As a reporter I covered that impeachment — the only one of a president we’ve had since the 1800s. And Jayapal’s comments recall a prime reason why it never swayed the public, and why President Bill Clinton kept his job: Because of a sense it was a partisan crusade.
To say “we don’t need to investigate any longer” feels wrong as a practical matter — surely there’s more to be learned? But mostly it’s just terrible politics.
As I saw firsthand in the Clinton impeachment, through months of House hearings and a six-week Senate trial in 1999, the real jury wasn’t anyone at the Capitol. It was the public.
The view of the people about the last impeachment ended up being quite nuanced. For instance, an incredible 79 percent of the public agreed Clinton was guilty of the main charge — that he lied under oath (imagine getting 79 percent agreement today on anything).
But at the same time, only 32 percent believed Clinton should be removed from office for it, and as a result, he wasn’t.
There were two big reasons Clinton won in the end. First, the thing he lied about, having an affair, was seen as not relevant to his official duties. That’s a big difference between that impeachment and this one, as Trump’s machinations with Ukraine are no sideshow to his job, they are central to it.
But two, the investigation back in the 1990s was seen as a partisan-fueled witch hunt.
The biggest loser in the Clinton saga wasn’t Clinton, not even close. According to polls it was the accuser, Ken Starr, the independent counsel who pursued Clinton’s sex life with such zeal. The second biggest loser was congressional Republicans, who took Starr’s findings and in the span of just a few months rammed through two articles of impeachment.
So the public felt the guy who was out of control sexually was far less of a problem than the people who were out of control politically.
One brilliant Gallup poll question from back then stuck with me, because it captured this perfectly. Americans said they felt Starr and the Republicans had acted more like “persecutors,” not “prosecutors.”
This is a key distinction that Democrats would be wise to heed. Are you being fair? Are you thorough and deliberative? Or are you perceived as out to settle partisan scores?
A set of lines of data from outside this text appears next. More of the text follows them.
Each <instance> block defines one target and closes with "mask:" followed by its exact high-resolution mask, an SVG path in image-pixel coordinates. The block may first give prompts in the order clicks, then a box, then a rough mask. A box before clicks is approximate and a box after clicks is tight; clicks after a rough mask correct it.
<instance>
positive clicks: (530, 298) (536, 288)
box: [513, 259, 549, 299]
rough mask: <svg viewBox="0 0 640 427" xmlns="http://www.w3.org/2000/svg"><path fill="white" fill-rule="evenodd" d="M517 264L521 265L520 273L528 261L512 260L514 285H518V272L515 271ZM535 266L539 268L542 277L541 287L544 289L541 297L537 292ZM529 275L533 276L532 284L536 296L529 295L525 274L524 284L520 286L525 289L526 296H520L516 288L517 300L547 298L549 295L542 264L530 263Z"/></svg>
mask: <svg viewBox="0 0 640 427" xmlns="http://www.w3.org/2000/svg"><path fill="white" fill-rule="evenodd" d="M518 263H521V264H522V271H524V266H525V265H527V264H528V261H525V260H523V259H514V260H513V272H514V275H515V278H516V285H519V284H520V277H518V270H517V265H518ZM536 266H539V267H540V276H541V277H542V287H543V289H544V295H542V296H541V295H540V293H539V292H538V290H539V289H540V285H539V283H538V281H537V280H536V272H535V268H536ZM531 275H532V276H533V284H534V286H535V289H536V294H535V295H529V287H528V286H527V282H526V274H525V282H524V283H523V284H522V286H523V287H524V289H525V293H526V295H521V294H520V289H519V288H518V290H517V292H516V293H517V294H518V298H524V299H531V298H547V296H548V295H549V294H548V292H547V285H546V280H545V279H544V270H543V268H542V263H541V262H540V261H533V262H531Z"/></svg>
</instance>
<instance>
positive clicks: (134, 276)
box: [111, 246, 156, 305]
Personally, I strongly suspect that the intelligence whistleblower is right that Trump was abusing his powers to try to gain a campaign advantage. I suspect this because a) there’s evidence of this already, as Jayapal was suggesting; and b) Trump’s tried similar things before (his old personal lawyer, the one who paid off the porn star, is sitting in a New York prison due to their illegal efforts to meddle with the last election).
But “we don’t need to investigate any longer” ignores all the questions about this scandal. Such as: Did Trump really withhold aid to Ukraine as a lever to get dirt on his rival? Who is paying Rudy Giuliani, and for what? Why does the president feel he can pledge to another country the services of the U.S. attorney general, who is supposed to be independent and not some political valet?
As with Clinton, it’s a longshot to remove Trump from office. But answers to these questions could go a long way toward building a case to the real jury — which gets its chance to render a verdict next November.